Uitspraak
GERECHTSHOF ARNHEM-LEEUWARDEN
verzoeker in hoger beroep,
Gerechtshof Arnhem-Leeuwarden
In deze zaak heeft het Gerechtshof Arnhem-Leeuwarden op 3 december 2019 uitspraak gedaan in hoger beroep inzake het gezag en de zorgregeling van de kinderen van de vader en moeder. De vader, die de kinderen op 28 februari 2019 heeft erkend, verzocht om gezamenlijk gezag met de moeder over zijn twee dochters, geboren in 2010 en 2011. De rechtbank Midden-Nederland had eerder, op 31 januari 2019, het verzoek van de vader om gezamenlijk gezag afgewogen en afgewezen, omdat de vader toen nog niet als tot het gezag bevoegde ouder werd beschouwd.
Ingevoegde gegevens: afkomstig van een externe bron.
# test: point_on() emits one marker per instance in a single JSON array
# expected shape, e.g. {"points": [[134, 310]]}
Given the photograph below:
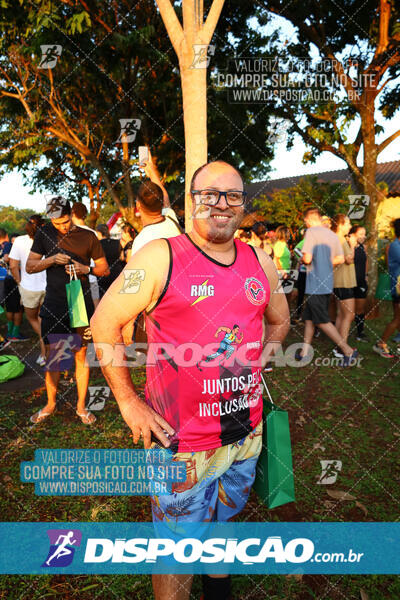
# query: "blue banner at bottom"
{"points": [[144, 548]]}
Het hof heeft vastgesteld dat de situatie van de kinderen sinds de eerdere beschikking is gewijzigd, aangezien zij op 15 oktober 2019 bij de vader zijn geplaatst vanwege zorgen over de thuissituatie bij de moeder. Het hof oordeelt dat de vader nu wel een tot het gezag bevoegde ouder is en dat gezamenlijk gezag in het belang van de kinderen is. Het hof heeft de bestreden beschikking van de rechtbank vernietigd en de vader gezamenlijk met de moeder belast met het ouderlijk gezag. Tevens is een zorgregeling vastgesteld waarbij de kinderen om de veertien dagen bij de vader verblijven van vrijdagmiddag tot zondagmiddag en de helft van de schoolvakanties en feestdagen bij hem doorbrengen. De beschikking is uitvoerbaar bij voorraad verklaard.